Additionally, many older medical reports lacked standardized tests to measure the exact severity of a patient’s image loss. The researchers had to rely heavily on the subjective clinical description provided by the original physician. Brain scans from these older studies were also limited to two-dimensional images, which are much less accurate than modern three-dimensional imaging techniques.
Future research should use modern high-resolution scanning methods to study new stroke patients who develop aphantasia. Scientists also want to investigate whether the brain networks responsible for acquired aphantasia are different from those involved in congenital aphantasia. Understanding these differences may explain why people born without a mind’s eye function quite well, while those who lose it often feel a deep sense of cognitive loss.
It’s also possible that researchers could one day find a way to stimulate these specific brain networks. Targeted, non-invasive brain stimulation may ultimately help stroke survivors restore mental imagery. Until then, these discoveries provide a clearer map of how the human brain constructs an invisible world of thought.

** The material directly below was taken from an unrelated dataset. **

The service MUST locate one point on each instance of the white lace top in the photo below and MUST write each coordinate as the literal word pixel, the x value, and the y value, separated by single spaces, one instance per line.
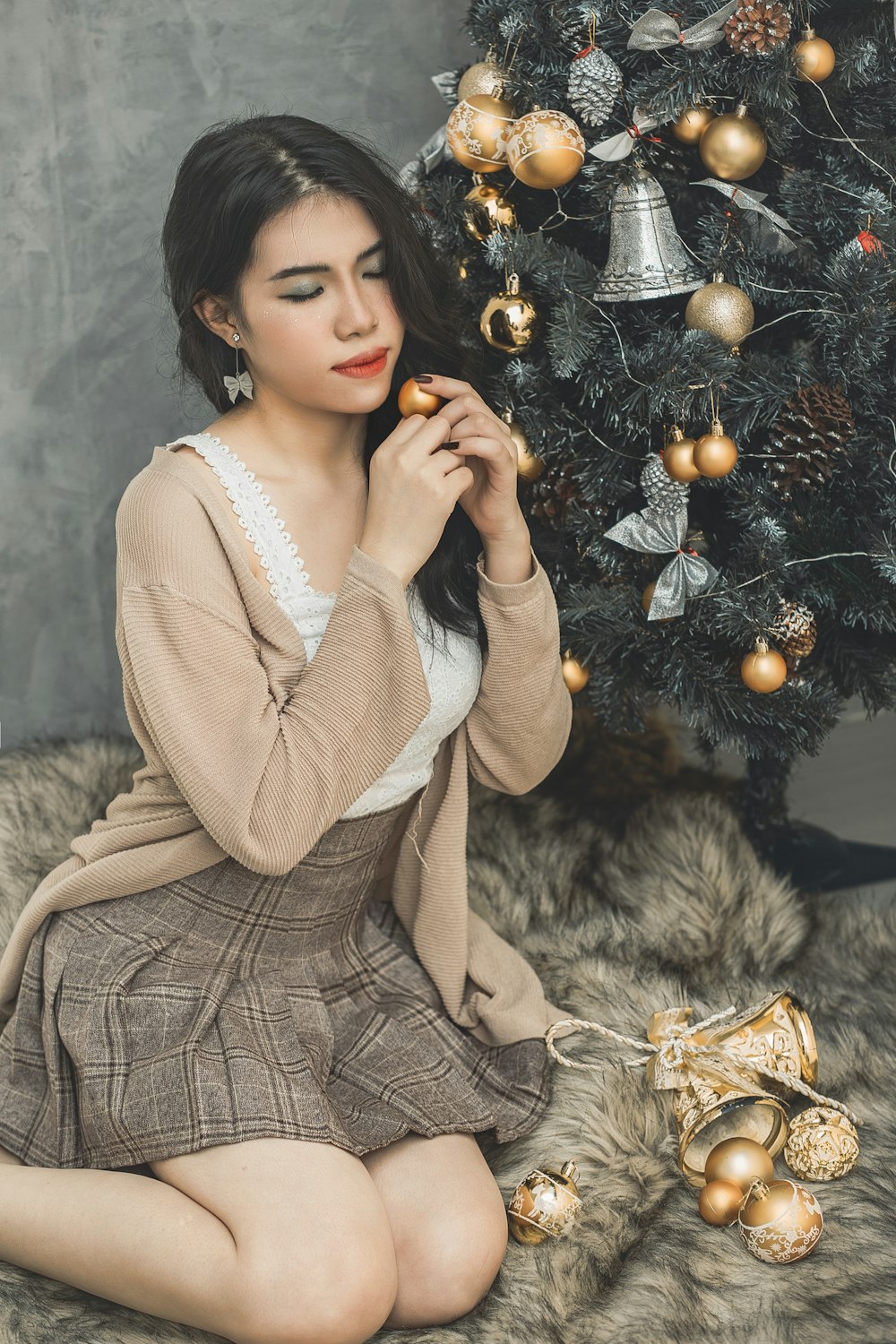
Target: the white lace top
pixel 452 661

“Our results inform important discussions about the neural correlates of consciousness,” Kutsche added. “There is great debate as to whether conscious experience can emerge from a single part of the brain (organized in an integrated way) or whether widespread communication across the brain is required. This question in the neuroscience of consciousness may have implications for how we think about the possibility of AI consciousness.”
“In our study, we found that disconnection of a specific brain region can abolish visual imagination. Future studies should investigate whether this region can generate visual imagination independently, or whether it lies at a really important connection between brain regions that need to communicate in a coordinated way for visual imagination.”
The study, “Aphantasia-causing lesions are associated with fusiform image nodules,” was authored by Julian Kutsche, Calvin Howard, Alberto Castro Palacin, William Drew, Matthias Michel, Alexander L. Cohen, Michael D. Fox, and Isaiah Kletenik.